There was nothing flying overhead, however. No planes. No helicopters. Nothing would come searching for her by air, not while this storm raged. It could be another day or more before anyone at this ranch realized an ATV was even missing. When the storm was over, when they could search for her, it would be too late.
Sweet little Becky Cargill, the good and obedient child, had defied everyone’s expectations and run away.
Now sweet little Becky was going to die.
* * *
Trey could find Rebecca Cargill. Of that, he had no doubt. The only question was, would he find her before she succumbed to the cold?
Hang in there, miss. I’ll be there soon.
All he needed to do was guess where there was.
Had she left the house on foot, Gus and the ranch hands would have found her by now. Trey checked the barn as a formality, but he knew she hadn’t taken a horse. The cowboys would have noticed one was missing, and the horse itself would have had the sense to buck her off and run back to the warmth of the barn.
That left the ATVs. Trey walked out the other side of the barn, turned up his collar against the biting cold and crossed the yard in long, rapid strides to the outbuilding where they’d always kept two ATVs. Sure enough, one was missing.
She’d left the spare two-gallon gas can on the floor. The sight of that gas can sitting on the concrete slab, forgotten, chilled Trey in a way the weather could not. If the gasoline was here, then she’d run out of gas there. The only way she’d make it back to the ranch was if he went and got her.
He’d known that, too, standing in the black-and-white kitchen.
He shut the shed door against the howl of the storm and started tying supplies onto the back of the second ATV. It only took him minutes, thanks to the miracle of having his memories of the ranch. He’d gone camping with his brother, when his brother had wanted to learn how to build a campfire. Gone fishing with his father, when his biggest problem had been deciding if he liked baseball or football better. Gone riding the fence line after his last football game as a high school senior, checking all seventy-five thousand acres of the main section of the ranch with the foreman. He knew how to survive outdoors on the James Hill Ranch.
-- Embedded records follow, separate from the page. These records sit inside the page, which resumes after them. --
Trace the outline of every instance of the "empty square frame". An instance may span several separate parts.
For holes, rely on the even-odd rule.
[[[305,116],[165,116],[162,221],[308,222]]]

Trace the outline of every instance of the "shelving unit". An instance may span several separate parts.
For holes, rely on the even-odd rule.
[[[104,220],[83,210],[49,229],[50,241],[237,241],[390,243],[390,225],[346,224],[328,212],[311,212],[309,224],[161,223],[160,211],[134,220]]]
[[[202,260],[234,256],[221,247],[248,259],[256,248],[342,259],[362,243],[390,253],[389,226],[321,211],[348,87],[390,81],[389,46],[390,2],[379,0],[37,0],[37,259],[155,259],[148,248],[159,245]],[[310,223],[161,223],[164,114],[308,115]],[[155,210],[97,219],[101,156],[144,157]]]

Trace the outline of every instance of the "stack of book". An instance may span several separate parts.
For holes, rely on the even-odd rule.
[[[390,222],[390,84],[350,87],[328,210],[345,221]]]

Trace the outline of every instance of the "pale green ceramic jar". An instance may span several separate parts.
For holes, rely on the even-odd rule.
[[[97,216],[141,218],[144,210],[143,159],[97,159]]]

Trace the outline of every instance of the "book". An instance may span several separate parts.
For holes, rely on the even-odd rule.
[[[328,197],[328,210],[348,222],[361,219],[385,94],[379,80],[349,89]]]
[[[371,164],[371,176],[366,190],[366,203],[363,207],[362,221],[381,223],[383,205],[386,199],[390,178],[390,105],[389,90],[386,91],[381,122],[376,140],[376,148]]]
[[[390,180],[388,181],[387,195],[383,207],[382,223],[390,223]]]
Trey rolled the ATV out of the shed, shut the door as Miss Rebecca Cargill had, sat on the ATV as she had and started the engine. Tracks led in every direction from the shed, and with the ground hard with ice, none of them look fresher than any other. Instead, he looked to the horizon and tried to view the ranch through her eyes, so he could guess which way she’d decided to go.
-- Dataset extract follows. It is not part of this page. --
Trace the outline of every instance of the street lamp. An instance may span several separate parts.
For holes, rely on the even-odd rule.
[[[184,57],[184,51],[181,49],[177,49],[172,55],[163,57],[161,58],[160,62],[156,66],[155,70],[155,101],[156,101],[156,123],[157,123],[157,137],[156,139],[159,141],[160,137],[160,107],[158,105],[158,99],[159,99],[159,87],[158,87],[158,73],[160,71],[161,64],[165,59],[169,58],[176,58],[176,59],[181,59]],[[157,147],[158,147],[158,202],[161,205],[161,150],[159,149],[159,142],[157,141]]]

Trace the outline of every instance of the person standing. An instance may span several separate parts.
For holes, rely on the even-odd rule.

The strained girl in the driver’s license photo had needed to get away. She’d shown up to a wedding where no one knew she existed, and a phone call had sent her right back out the door. He couldn’t imagine what from, but she’d run. He didn’t know why, but she’d wanted to be alone. Badly. Immediately.
Straight. She wouldn’t have headed to any of the scenic spots like a visitor would, nor had she gone to check the water level in the creek like a ranch hand. She’d only needed to get away from some kind of situation that had no other solution, so she’d left her phone and her purse and her life, pointed the ATV away from the house and gone.
She’d driven as fast as she could, eating up the gas. She’d wanted space. Freedom. So as Trey drove, he chose the most obvious routes and the most level ground, keeping the last signs of civilization at his back. At every decision point, he chose the easiest path, the one that would allow him to get as far away as quickly as he could. And when his gas tank was on empty, he saw the bright blue ATV parked in the middle of one of the most remote pastures on his land.
He’d found Rebecca Cargill, because he’d known that she’d been running from a fate she couldn’t control. He understood that emotion.